Inflationary Pressures

The rise in global commodity prices has put significant pressure on India’s inflation rate. Despite the Reserve Bank of India (RBI) raising interest rates to control inflation, rising food and fuel prices continue to drive up the cost of living, affecting low- and middle-income households the most. Rural areas, dependent on agriculture, are particularly vulnerable to these inflationary shocks.

The January 2025 Consumer Price Index (CPI) data show a slightly positive trend, with both rural and urban inflation rates decreasing, especially in food prices. While sectors like housing, education, and healthcare continue to see price increases, they have been somewhat contained. With a year-on-year CPI of 4.31%, inflation seems to be stabilizing, offering some relief. However, persistent inflation in housing and healthcare highlights the need for ongoing policy efforts to manage inflation and maintain affordability for all.

 

Rupee Depreciation

The Indian rupee is expected to become more volatile, which faces persistent downward pressure from a strong U.S. dollar. The rupee has depreciated by 3% in 2024 and 2% in 2025, with forecasts predicting further weakening. Analysts cite U.S. tariff threats, rising crude oil prices, and foreign investor sell-offs as key factors.

The RBI has allowed a gradual depreciation, though this is contributing to inflationary pressures and slowing economic growth. A weaker rupee benefits exports but challenges remain due to structural inefficiencies and higher import costs, particularly in sectors like automobiles and crude oil. The depreciating rupee also raises concerns about India’s economic stability, with slowing rural demand and external factors like a stronger U.S. economy and geopolitical tensions further complicating the outlook.

 

Future Outlook

Geopolitical risks, from trade wars to regional security tensions, are reshaping India’s economic landscape in profound ways. While India’s economy continues to grow, these external risks can create significant headwinds.

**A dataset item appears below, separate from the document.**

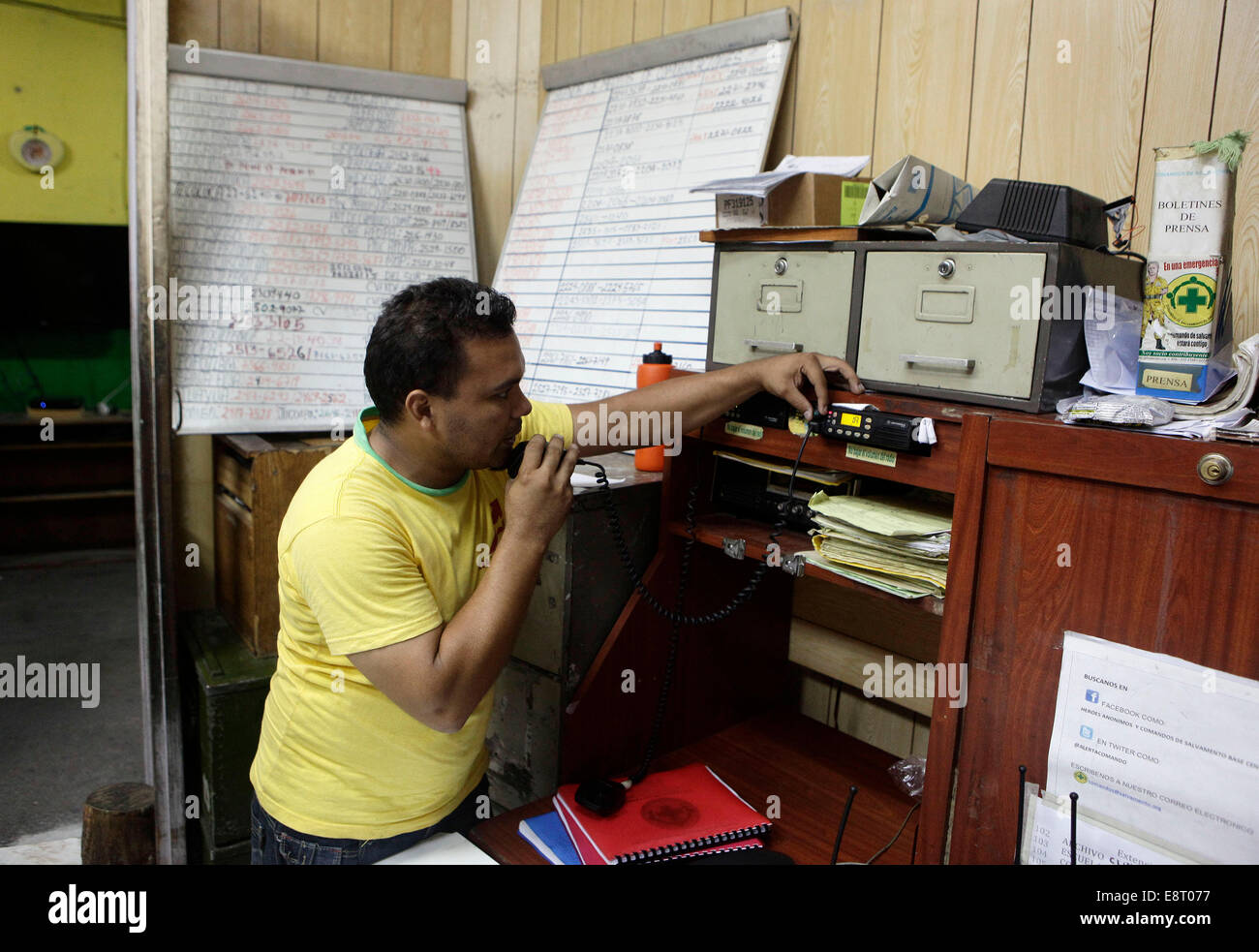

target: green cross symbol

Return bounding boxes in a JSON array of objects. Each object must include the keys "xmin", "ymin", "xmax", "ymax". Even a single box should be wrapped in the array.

India’s ability to manage and adapt to these global risks largely depends on its domestic policies. The government has introduced initiatives such as the “Atmanirbhar Bharat” (self-reliant India) campaign to boost domestic manufacturing and reduce dependence on foreign imports, particularly in sectors like defence, technology, and critical infrastructure. However, these efforts take time to materialize and face challenges in terms of implementation.

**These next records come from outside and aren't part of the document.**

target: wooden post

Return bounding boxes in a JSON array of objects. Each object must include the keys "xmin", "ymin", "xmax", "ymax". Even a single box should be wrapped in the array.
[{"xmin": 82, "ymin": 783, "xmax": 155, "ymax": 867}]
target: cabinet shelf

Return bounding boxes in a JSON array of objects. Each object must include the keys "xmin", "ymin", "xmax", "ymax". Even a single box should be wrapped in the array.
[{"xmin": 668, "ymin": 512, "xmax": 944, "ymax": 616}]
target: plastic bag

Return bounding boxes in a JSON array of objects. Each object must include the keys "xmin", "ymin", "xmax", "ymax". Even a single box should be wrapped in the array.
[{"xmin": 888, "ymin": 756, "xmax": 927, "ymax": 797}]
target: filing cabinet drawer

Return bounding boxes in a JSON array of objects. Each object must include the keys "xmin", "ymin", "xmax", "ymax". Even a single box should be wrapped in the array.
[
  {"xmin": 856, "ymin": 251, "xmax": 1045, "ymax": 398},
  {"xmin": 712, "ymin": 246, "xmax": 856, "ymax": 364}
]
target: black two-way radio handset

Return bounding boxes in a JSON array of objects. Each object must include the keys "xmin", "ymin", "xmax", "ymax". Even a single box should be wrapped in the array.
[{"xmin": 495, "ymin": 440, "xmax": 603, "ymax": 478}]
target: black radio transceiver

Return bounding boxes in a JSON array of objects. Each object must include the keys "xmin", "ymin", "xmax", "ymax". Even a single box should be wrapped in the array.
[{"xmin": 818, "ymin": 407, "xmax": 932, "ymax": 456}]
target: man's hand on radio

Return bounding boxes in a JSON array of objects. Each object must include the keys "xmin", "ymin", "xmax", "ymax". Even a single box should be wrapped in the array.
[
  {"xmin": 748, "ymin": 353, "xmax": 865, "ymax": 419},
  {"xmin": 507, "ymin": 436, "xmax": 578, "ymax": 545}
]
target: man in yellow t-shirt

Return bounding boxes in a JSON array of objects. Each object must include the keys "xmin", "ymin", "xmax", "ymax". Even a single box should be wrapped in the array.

The Reserve Bank of India (RBI) has also taken steps to curb inflation and stabilize the economy by raising interest rates. However, with inflation still a major concern, the government may need to take additional fiscal measures to shield consumers from rising prices, particularly for essential goods. As India faces these challenges, its ability to remain resilient and agile will determine its economic future in an increasingly volatile global environment.